问题
I am trying to apply a sobel filter on a grayscale image in the x direction on each pixel and displaying the result. X direction sobel filter is:-
-1 0 1
-2 0 2
-1 0 1
I am not getting the required results. Can someone point out my mistakes?

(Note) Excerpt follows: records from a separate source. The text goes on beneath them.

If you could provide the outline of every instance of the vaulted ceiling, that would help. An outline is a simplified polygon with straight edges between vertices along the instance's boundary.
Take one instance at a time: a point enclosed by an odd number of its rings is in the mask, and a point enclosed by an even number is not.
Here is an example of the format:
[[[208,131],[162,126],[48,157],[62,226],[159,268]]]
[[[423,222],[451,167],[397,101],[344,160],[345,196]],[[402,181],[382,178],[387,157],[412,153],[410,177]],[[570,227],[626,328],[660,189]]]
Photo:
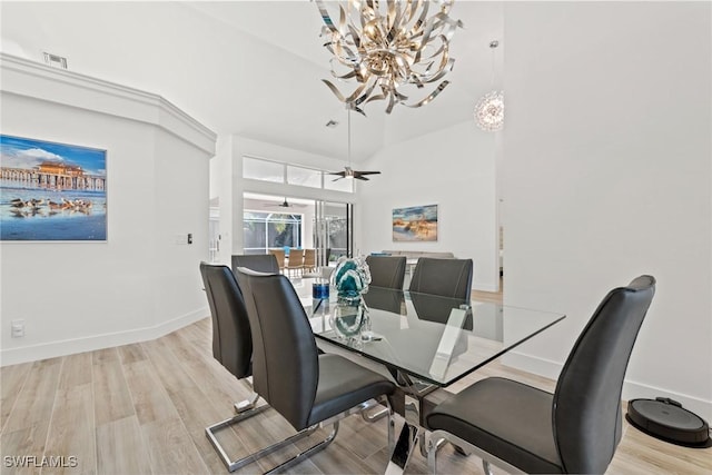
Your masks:
[[[314,2],[0,2],[2,50],[158,93],[219,135],[238,133],[338,160],[347,156],[347,112],[322,79],[329,53]],[[353,159],[472,120],[491,88],[492,39],[502,39],[502,2],[456,1],[451,85],[419,109],[382,102],[353,115]],[[501,83],[504,48],[495,55]],[[350,88],[345,88],[349,90]],[[327,128],[330,119],[339,121]],[[474,127],[474,122],[473,122]]]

I am trying to use textures and I am not so sure as to whether I have used it correctly:
#include <cuda.h>
#include<iostream>
using namespace std;
#define CudaSafeCall( err ) __cudaSafeCall( err, __FILE__, __LINE__ )
#define CudaCheckError() __cudaCheckError( __FILE__, __LINE__ )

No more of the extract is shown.